The Sonoma Cannabis Company grows 100% organic, sustainable, naturally concentrated cannabis and some of the descriptions for the company’s range of products read like wine labels – a tasty blend of floral and citrus flavours, a rich, earthy foundation and delicate berry top notes – so it was only a matter of time before the two products came together along with fine-dining. Founder Sam Edwards offers a set menu featuring dishes such as cannabis pesto, paired with a crisp chardonnay, while other dishes include cannabis flowers.
‘Wine and Weed’ symposium
The dinners are part of a growing trend looking at ways that these two horticultural industries can potentially work together. A ‘Wine & Weed’ symposium is planned for August 2017 – the first of its kind – which hopes to explore the opportunities and issues that the legalisation of cannabis presents to the Californian wine industry. Topics for discussion include growing cannabis in the vineyard, the legalities of growing cannabis, and even how to produce cannabis-infused wine.
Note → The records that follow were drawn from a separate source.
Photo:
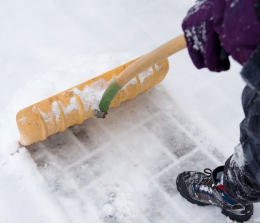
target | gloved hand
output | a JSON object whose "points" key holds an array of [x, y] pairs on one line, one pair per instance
{"points": [[202, 40]]}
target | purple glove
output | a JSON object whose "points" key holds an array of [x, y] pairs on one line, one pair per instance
{"points": [[202, 40]]}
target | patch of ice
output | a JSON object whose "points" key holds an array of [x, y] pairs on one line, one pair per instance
{"points": [[143, 75]]}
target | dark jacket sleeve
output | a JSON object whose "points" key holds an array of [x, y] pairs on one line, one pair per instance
{"points": [[213, 25]]}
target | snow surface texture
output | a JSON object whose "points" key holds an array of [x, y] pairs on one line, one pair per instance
{"points": [[122, 168]]}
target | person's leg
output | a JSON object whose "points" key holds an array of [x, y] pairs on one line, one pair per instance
{"points": [[240, 175], [233, 187]]}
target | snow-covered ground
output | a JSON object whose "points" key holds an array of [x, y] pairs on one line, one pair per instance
{"points": [[122, 168]]}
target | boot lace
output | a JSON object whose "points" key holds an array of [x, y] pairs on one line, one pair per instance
{"points": [[207, 180]]}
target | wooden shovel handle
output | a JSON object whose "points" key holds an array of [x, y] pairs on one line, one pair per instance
{"points": [[146, 61]]}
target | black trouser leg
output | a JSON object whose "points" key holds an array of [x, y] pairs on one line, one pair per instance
{"points": [[241, 169]]}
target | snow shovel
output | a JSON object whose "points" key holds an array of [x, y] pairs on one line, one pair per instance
{"points": [[74, 105]]}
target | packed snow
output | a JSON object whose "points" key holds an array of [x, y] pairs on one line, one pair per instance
{"points": [[122, 168]]}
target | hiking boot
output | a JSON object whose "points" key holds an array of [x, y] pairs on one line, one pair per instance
{"points": [[207, 189]]}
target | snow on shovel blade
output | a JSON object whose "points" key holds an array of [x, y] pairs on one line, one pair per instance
{"points": [[74, 105]]}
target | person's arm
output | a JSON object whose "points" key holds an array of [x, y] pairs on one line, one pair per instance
{"points": [[203, 43]]}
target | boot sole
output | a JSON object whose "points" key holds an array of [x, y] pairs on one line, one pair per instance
{"points": [[181, 187]]}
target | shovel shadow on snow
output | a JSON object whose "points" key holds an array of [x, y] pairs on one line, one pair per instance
{"points": [[147, 137]]}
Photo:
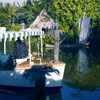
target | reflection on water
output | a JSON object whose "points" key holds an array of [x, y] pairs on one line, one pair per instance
{"points": [[83, 61], [81, 78]]}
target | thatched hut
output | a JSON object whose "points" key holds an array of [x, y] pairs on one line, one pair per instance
{"points": [[43, 21]]}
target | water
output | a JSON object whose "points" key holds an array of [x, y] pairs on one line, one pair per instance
{"points": [[81, 78]]}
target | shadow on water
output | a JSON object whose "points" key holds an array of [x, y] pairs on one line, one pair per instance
{"points": [[37, 74], [82, 69]]}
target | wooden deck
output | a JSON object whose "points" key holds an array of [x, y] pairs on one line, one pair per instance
{"points": [[28, 66]]}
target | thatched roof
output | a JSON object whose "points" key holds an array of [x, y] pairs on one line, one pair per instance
{"points": [[42, 21]]}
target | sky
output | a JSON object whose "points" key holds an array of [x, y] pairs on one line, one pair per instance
{"points": [[11, 1]]}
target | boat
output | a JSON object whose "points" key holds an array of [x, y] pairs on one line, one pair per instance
{"points": [[30, 77]]}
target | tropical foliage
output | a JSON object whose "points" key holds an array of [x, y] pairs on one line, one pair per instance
{"points": [[67, 11]]}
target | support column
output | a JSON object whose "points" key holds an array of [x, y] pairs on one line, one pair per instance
{"points": [[41, 45], [29, 47], [4, 43], [56, 47], [37, 46]]}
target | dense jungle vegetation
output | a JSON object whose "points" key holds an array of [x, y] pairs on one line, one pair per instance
{"points": [[67, 12]]}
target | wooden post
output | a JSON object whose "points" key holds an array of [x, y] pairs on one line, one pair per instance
{"points": [[37, 46], [29, 47], [4, 44], [41, 45], [56, 47]]}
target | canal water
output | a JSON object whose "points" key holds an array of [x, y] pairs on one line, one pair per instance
{"points": [[81, 78]]}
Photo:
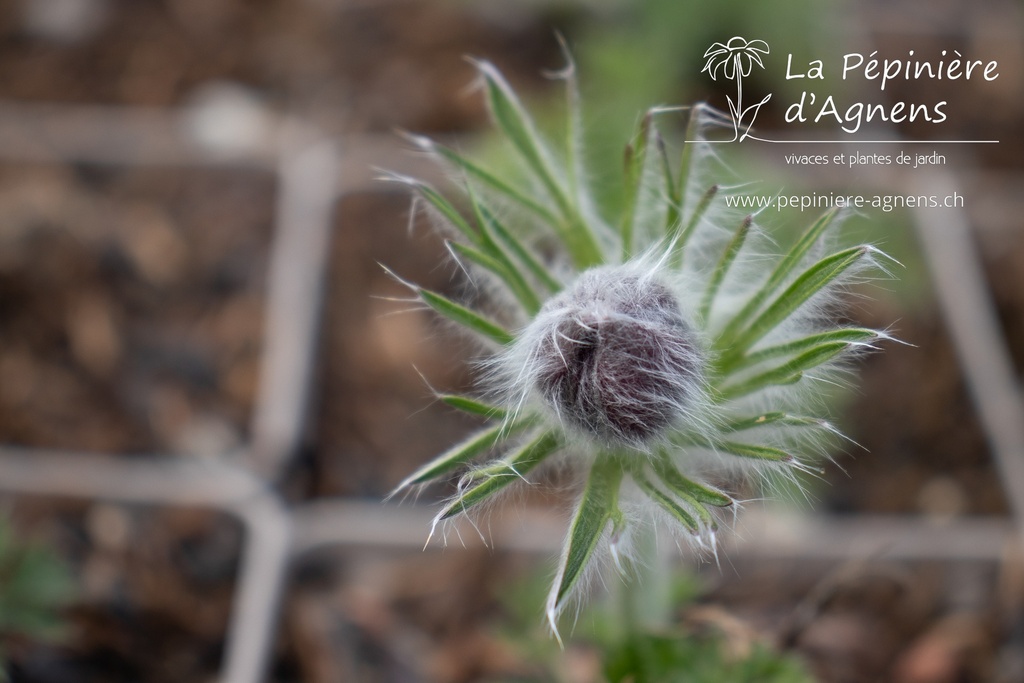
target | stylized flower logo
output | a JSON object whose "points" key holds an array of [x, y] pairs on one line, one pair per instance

As the website states, ‘the cannabis and wine industry have more in common than what one might see at first glance. Both industries are based in rural areas with a major emphasis on agriculture and quality’.
Symposium organiser George Christie, president of Wine Industry Network, planned the day-long event after a single hour talk at a previous conference was packed and went on for over two hours. ‘We want to leave people with a better understanding of what the recent legalization of cannabis means for the wine industry, and what opportunities present themselves as a result,’ said George in a recent interview.
Will Trump ban cannabis?
There are, however, a few clouds on the horizon of the liberal West Coast – it’s unclear how the Trump administration will react to the cannabis-growing industry and its products. The drug has been legal for medicinal use in California for years and is now legal in eight other US States. However, when asked recently about the recreational use of cannabis, White House Spokesman, Sean Spicer, said: “I do believe you’ll see greater enforcement of it.” Will Trump crash the party – who knows? Until then, smoke ’em if you got ’em.